I’m looking forward to the meeting, and I’m also looking forward to meeting some people I have worked closely with round the world, but have never actually met. Ain’t the Net marvellous?

posted by colin at 10:18 am  

Thursday, December 20, 2007

Let’s talk about Spam

New Zealand spam, even, and I’m not talking about the pressed ham. A few years ago a man in Christchurch was outed by investigative journalist Juha Saarinen for sending vast quantities of the stuff – he boasted of 100 million messages per day – mainly with solicitations to buy things that were supposed to enlarge your penis. If you even had one. That person got extremely grumpy when he received many angry phone calls about his business, complaining that his children were taking calls from strangers angry about unsolicited and inappropriate messages. The irony was apparently lost on him. When challenged, he said that he was doing nothing illegal.

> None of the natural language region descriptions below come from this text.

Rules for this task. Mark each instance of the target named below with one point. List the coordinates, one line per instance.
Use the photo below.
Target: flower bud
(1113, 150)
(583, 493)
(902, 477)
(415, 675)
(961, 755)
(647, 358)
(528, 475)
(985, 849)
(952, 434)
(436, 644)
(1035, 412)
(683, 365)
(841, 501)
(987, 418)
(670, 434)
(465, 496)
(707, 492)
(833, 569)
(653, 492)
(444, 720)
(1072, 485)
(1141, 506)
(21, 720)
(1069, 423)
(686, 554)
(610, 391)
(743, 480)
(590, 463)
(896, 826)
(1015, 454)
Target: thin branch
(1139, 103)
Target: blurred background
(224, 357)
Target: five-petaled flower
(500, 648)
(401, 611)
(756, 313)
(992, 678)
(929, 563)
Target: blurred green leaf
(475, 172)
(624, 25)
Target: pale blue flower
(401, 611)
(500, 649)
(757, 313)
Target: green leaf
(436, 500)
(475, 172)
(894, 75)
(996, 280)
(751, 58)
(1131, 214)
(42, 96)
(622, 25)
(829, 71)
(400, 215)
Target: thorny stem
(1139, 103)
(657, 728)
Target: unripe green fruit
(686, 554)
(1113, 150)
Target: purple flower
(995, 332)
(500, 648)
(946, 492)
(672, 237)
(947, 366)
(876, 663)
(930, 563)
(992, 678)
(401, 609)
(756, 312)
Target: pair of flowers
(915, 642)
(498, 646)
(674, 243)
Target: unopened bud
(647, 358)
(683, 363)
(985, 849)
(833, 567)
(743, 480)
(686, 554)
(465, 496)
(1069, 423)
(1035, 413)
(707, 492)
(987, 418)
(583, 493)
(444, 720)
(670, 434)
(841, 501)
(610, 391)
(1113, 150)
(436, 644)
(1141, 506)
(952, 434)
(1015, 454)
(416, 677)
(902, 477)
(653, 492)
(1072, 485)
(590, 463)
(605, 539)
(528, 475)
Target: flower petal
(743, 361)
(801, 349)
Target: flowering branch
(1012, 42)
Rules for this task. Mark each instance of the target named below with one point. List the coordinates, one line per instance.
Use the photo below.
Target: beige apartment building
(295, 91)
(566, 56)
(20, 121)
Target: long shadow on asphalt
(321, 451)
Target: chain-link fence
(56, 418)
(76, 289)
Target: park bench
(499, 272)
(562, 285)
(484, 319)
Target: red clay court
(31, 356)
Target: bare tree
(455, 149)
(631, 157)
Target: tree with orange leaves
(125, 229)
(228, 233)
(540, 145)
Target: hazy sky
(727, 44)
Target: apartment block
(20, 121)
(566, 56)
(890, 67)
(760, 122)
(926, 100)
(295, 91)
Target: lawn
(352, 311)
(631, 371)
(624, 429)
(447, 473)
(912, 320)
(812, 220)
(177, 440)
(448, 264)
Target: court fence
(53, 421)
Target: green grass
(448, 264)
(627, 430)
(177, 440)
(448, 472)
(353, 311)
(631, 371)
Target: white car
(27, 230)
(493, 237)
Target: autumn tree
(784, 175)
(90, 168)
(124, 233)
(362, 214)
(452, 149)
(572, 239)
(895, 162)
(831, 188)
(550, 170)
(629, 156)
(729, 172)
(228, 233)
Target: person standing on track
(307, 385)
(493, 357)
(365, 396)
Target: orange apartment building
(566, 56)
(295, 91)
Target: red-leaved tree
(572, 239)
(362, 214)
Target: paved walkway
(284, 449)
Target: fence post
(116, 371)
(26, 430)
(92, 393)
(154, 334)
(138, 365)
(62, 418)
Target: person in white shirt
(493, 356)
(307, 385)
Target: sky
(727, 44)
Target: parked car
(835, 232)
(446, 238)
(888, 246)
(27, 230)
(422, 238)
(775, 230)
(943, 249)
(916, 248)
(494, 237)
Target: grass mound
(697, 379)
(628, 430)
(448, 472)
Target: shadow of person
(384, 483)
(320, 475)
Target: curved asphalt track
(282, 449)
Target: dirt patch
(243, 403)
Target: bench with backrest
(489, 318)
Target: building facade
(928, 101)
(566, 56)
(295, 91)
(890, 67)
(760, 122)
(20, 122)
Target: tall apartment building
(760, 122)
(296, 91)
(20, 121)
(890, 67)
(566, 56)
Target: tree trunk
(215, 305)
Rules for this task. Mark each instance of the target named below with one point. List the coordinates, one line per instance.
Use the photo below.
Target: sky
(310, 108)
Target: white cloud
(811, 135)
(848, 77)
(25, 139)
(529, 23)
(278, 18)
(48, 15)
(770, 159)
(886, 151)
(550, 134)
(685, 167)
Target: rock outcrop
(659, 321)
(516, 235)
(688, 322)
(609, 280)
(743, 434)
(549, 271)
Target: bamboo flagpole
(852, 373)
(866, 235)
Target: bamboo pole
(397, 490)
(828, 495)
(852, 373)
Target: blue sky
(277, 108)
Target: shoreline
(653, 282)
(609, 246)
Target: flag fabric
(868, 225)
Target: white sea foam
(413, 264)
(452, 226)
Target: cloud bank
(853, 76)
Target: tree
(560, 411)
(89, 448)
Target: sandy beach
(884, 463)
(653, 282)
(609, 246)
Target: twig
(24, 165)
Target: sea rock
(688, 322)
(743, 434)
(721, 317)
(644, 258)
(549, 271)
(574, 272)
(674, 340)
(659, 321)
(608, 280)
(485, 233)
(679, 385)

Anyway, after the publicity that person (I would normally use the word “gentleman”, but somehow it doesn’t fit) said that he would stop spamming. Fair enough. But this week the newly-formed anti-spam division of the Department of Internal Affairs has swooped on on an alleged spammer, again in Christchurch, after an expose by the BBC and some fine work by a Danish journalist. The product is again male bodily extension. And this time, all the computers at an address – 22, not bad for a home – have been seized with a view to prosecution under the Unsolicited Commercial Messages Act of 2007.

That’s right, the Spam Act has been used in anger. If this person was indeed spamming he deserves the full penalties of the act, there’s no argument about that. But let’s, for a moment, think about the cynics of this act back when it was a bill – it didn’t get unanimous support in Parliament, after all. Where would New Zealand now be if it hadn’t passed? Left explaining to the BBC’s audience that this vile activity, illegal just about everywhere else, was acceptable in New Zealand? That we think it’s alright for New Zealanders to write to the world’s boys and girls offering to supersize their genitals? 100 million times a day?

Well done every MP who voted for it.